Mon sésame entre en piste. Cric-crac, chuchote-t-il. La porte s’ouvre. Il y a trente-deux personnes dans l’escadrin, échelonnées le long de la rampe, avec de l’anxiété à ne plus savoir où la mettre. (Certains se la déposent dans le fond du slip afin d’en témoigner devant leur Bendix.) Je saute dans l’escadrin… Des voix m’interrogent. Je leur réponds que c’est le tube cathodique d’un poste de téloche qui a explosé, rapport à Jacques Chabannes qui a éternué dans la caméra numéro 2. Me voilà en bas. Les badauds badaudent dans l’entrée. Je leur brandis ma carte de poulman.

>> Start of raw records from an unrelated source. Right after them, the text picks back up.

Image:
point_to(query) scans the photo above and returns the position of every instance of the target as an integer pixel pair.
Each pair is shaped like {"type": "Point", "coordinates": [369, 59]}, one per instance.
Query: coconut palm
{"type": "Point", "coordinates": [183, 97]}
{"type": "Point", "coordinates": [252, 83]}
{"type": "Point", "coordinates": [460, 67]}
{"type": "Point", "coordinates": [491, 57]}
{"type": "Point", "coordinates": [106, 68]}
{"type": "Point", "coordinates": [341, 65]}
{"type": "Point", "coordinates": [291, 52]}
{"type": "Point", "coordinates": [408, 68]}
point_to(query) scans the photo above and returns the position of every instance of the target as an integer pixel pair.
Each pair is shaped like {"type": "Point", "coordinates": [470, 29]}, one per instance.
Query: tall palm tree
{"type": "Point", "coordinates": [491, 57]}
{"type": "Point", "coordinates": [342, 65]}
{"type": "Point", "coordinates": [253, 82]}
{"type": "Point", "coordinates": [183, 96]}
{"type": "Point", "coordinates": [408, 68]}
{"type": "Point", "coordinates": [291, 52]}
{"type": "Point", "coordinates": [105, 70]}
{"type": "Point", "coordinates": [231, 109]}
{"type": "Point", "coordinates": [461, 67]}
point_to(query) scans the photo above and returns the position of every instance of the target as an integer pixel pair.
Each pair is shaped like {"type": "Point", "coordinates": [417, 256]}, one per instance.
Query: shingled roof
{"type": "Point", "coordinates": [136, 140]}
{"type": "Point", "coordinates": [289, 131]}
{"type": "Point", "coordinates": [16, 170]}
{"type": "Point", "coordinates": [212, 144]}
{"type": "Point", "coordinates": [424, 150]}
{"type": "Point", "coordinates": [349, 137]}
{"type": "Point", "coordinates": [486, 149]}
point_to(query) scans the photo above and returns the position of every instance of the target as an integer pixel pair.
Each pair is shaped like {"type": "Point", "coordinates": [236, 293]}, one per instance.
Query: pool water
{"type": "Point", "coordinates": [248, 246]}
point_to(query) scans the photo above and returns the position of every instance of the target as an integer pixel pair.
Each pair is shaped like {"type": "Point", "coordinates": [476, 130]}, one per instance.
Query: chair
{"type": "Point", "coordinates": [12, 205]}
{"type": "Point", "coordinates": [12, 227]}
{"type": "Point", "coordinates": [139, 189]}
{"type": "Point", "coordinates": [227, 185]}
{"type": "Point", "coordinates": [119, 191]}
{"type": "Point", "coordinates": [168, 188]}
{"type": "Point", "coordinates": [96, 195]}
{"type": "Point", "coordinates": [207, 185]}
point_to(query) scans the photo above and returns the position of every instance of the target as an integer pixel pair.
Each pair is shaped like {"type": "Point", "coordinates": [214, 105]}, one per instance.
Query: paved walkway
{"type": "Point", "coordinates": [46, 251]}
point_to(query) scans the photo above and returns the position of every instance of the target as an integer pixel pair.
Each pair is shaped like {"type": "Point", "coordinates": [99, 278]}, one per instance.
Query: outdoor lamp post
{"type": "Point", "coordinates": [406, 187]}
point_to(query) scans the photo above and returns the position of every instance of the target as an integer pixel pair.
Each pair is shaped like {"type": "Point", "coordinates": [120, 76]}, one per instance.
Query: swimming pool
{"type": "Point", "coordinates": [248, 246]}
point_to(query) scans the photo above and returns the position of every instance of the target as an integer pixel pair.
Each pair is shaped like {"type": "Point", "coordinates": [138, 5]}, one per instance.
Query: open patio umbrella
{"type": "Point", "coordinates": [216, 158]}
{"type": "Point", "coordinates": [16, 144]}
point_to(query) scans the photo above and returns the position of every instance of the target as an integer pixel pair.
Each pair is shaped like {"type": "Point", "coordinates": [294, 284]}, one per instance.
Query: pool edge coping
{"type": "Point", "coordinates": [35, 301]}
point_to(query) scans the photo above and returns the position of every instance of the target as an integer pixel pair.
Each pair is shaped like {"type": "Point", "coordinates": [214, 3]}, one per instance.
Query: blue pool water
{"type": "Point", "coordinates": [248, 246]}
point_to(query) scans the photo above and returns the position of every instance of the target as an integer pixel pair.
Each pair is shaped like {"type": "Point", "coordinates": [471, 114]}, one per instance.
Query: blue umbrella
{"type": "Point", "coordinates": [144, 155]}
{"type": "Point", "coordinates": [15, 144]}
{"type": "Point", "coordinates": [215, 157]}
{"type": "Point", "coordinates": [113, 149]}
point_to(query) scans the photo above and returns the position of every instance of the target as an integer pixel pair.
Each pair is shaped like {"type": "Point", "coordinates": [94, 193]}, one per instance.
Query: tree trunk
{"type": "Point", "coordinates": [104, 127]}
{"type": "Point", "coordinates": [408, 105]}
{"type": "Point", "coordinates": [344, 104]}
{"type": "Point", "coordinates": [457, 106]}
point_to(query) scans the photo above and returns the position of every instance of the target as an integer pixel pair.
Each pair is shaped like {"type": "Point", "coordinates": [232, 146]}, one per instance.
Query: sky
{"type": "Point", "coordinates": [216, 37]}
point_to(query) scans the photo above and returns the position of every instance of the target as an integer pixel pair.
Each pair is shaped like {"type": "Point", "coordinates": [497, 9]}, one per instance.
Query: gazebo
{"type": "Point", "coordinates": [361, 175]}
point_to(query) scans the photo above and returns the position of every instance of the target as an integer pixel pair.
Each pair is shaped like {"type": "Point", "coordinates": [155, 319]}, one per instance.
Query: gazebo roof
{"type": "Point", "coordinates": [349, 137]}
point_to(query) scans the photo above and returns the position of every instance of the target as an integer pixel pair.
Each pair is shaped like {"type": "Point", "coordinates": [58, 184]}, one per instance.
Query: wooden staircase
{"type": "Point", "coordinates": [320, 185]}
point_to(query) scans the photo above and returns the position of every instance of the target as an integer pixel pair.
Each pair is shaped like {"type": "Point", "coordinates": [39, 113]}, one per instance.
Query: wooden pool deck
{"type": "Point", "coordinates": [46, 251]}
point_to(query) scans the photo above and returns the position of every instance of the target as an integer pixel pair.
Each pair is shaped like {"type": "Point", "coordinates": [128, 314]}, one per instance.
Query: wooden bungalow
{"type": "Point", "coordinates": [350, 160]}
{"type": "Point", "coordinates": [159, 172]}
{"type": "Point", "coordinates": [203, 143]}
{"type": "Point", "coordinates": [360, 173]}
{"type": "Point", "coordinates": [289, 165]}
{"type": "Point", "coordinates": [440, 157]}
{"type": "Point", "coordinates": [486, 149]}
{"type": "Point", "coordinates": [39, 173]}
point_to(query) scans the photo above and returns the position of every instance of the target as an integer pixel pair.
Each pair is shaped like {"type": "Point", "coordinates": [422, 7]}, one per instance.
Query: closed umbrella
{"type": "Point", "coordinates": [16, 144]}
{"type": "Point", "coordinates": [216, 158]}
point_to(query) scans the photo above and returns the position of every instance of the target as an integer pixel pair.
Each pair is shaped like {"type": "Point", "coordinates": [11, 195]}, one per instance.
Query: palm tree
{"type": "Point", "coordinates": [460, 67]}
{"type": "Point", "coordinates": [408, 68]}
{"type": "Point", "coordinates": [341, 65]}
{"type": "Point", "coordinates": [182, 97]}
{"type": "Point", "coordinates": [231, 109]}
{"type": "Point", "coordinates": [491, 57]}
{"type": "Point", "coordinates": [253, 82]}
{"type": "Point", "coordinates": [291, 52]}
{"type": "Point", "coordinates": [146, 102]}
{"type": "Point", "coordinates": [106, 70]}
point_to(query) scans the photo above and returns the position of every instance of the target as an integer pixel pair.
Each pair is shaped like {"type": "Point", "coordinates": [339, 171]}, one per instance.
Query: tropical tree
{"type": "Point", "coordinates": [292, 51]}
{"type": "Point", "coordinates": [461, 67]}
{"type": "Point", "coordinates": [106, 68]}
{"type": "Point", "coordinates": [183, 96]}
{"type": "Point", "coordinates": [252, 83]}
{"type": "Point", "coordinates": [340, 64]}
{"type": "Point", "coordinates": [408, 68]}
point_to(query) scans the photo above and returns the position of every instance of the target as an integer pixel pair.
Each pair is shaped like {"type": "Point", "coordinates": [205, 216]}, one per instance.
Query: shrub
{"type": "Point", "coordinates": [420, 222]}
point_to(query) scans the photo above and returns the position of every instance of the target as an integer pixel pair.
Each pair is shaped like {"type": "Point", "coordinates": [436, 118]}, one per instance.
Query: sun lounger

— Qui vient de quitter l’immeuble ? aboyé-je.

Ils se regardent, se trouvent pas beaux, se l’expriment par des « beuhh ». Pas moyen de leur tirer quoi que ce soit. Ils ont entendu le gros bastringue et se sont pointés. Personne n’a remarqué personne. Je me rue dans la rue. Un loufiat du bistrot est là, qui mastique un oignon cru, manière de se blinder l’haleine (c’est l’haleine du pingouin, car il est en noir et tient ses pieds en flèche)[24].

— Police, mon gars, lui dis-je, une bagnole vient sûrement de décarrer en trombe, non ?

Il finit son oignon et me dit « oui ». Son oui, c’est toute la Provence.

— Elle était comment, cette chiotte ?

— Une DS noire, dit-il.

— Vous avez noté le numéro ?

— Juste celui du département : 75.

— Qui la conduisait ?

— Un type. Il attendait une femme qui s’est précipitée dedans.

— Une femme blonde ?

— Je sais pas, elle portait un gros bonnet de skieuse en laine noire et un manteau de daim noir bordé de fourrure…

Je sonde la rue où un facteur pédale, les genoux écartés.

Trop tard pour essayer une courette. Mais le tuyau est bon.

— Et le gars qui pilotait, vous avez eu le temps de l’admirer ?

вернуться

24

J’ai dû vous la faire déjà, en ce cas mettez-la précieusement de côté et quand vous en aurez douze, adressez-les à François Mauriac qui vous enverra par retour un superbe porte-clés représentant le général Dis-heures-dix en train d’embrasser Monnerville.